Le ultime dichiarazioni dell’amministratore delegato di Telecom Italia, Amos Genish, hanno toccato alcuni dei punti più sensibili emersi nelle ipotesi delle ultime settimane. Il manager arrivato in sostituzione di Cattaneo ha escluso la possibilità di una fusione con Open Fiber, la società partecipata da Enel e Cassa depositi e prestiti, ipotizzando solo una “collaborazione commerciale”. L’ad si è detto disponibile ad affinare il livello di separazione “fino a quando il Governo sarà soddisfatto della neutralità della rete”. A fare da premessa le dichiarazioni contro la finanza sulla rete telecom.



Il nodo della vicenda è quello degli assetti proprietari della rete di Telecom Italia. Lo Stato italiano si è trovato come proprietario della rete italiana una società francese il cui rapporto con il mercato viene criticato aspramente sui principali organi di stampa finanziari europei e che si è resa protagonista di una vicenda molto spiacevole nel primo operatore televisivo privato italiano. Per recuperare potere sostanziale lo Stato italiano ha come unica opzione l’ingresso nell’azionariato della rete; è lo stesso metodo che ha usato la Francia con la vicenda Fincantier-Stx. Le rassicurazioni sulla “governance” e sul rispetto degli obiettivi nazionali, in quel caso francesi, non sono stati ritenuti necessari. Alla fine il governo francese ha deciso che l’unica tutela che garantiva veramente era una partecipazione finanziaria. Anche lo Stato italiano ragiona in questo modo quando si tratta di partecipazione strategiche; i diritti “patrimoniali” sono sostanzialmente incontestabili, mentre quelli derivanti esclusivamente dal “golden power” sono un po’ più liquidi. Più la partecipazione è strategica più il presidio deve essere sostanziale.

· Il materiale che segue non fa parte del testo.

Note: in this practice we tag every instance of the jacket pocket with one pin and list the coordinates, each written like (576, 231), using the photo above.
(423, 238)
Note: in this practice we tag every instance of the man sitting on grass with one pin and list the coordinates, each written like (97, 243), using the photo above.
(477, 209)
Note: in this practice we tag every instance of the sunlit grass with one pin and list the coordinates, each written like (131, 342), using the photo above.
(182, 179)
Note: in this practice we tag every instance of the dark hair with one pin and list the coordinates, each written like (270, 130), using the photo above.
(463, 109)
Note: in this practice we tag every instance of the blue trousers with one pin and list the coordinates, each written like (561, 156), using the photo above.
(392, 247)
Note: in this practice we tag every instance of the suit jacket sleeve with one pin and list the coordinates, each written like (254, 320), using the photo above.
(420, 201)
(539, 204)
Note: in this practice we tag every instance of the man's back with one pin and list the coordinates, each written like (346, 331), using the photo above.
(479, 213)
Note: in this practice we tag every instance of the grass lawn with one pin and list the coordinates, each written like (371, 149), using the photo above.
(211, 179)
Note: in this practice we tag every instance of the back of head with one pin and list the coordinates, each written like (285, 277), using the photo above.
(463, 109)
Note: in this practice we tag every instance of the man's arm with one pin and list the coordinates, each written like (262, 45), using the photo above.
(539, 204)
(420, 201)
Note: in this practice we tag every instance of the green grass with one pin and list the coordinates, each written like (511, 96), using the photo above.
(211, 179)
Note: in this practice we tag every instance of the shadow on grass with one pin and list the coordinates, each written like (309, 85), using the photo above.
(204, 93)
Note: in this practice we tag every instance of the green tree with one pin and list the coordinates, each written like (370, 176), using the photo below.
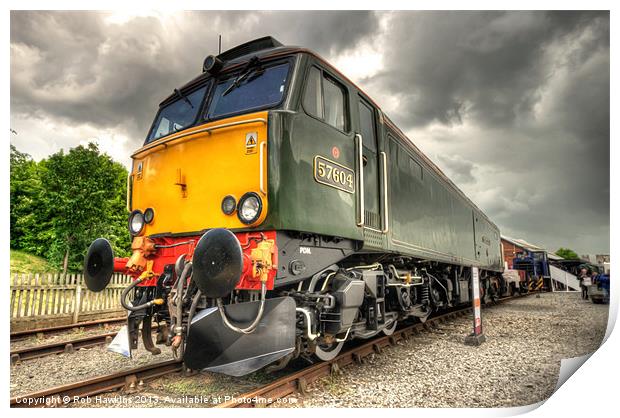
(81, 191)
(567, 254)
(25, 192)
(60, 205)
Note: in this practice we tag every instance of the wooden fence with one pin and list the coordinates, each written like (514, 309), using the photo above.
(42, 300)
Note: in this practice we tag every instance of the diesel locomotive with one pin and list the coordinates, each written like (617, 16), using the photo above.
(277, 212)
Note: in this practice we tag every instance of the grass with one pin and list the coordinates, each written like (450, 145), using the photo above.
(22, 262)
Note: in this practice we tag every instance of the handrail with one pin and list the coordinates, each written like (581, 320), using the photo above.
(360, 164)
(261, 168)
(207, 129)
(385, 196)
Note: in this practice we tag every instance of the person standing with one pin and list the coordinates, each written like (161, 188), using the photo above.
(587, 282)
(582, 276)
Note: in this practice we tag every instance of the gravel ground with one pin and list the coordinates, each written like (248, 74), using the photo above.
(45, 372)
(518, 365)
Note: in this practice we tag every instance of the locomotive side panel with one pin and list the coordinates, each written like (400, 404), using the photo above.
(315, 185)
(488, 242)
(428, 219)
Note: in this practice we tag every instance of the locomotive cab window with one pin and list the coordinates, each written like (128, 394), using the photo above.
(177, 115)
(325, 99)
(256, 88)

Escludendo una fusione con Open Fiber, l’ad di Telecom Italia esclude la possibilità che sulla rete il governo italiano torni ad avere un controllo sostanziale. La disponibilità a lavorare sulla “separazione” fino al soddisfacimento del governo italiano dal punto di vista dell’esecutivo ha un valore minimo. Allo stesso modo dal punto di vista di Telecom Italia si può lavorare sulla separazione, ma senza portarsi in casa il governo italiano o una delle sue espressioni. Anzi, si associano certe ipotesi alla “finanza” quando invece sono tutto l’opposto. Se fosse solo questione finanziaria un investitore di mercato, come appunto sarebbe Vivendi, si siederebbe sicuramente al tavolo e ascolterebbe volentieri ipotesi.



L’approccio attuale di Telecom più di tanti rumour dimostra quanto la rete sia strategica e l’asset più prezioso di Telecom Italia e che la questione trascende gli aspetti finanziari. Il governo italiano per forzare questo stato di fatto, rompere l’equilibrio e riaprire la partita degli assetti proprietari dovrebbe essere molto convinto e abbastanza forte da sfidare il sistema Paese a cui appartiene Vivendi più che il mercato che non ha avuto molto da dire sul passaggio di controllo. Sembra davvero improbabile.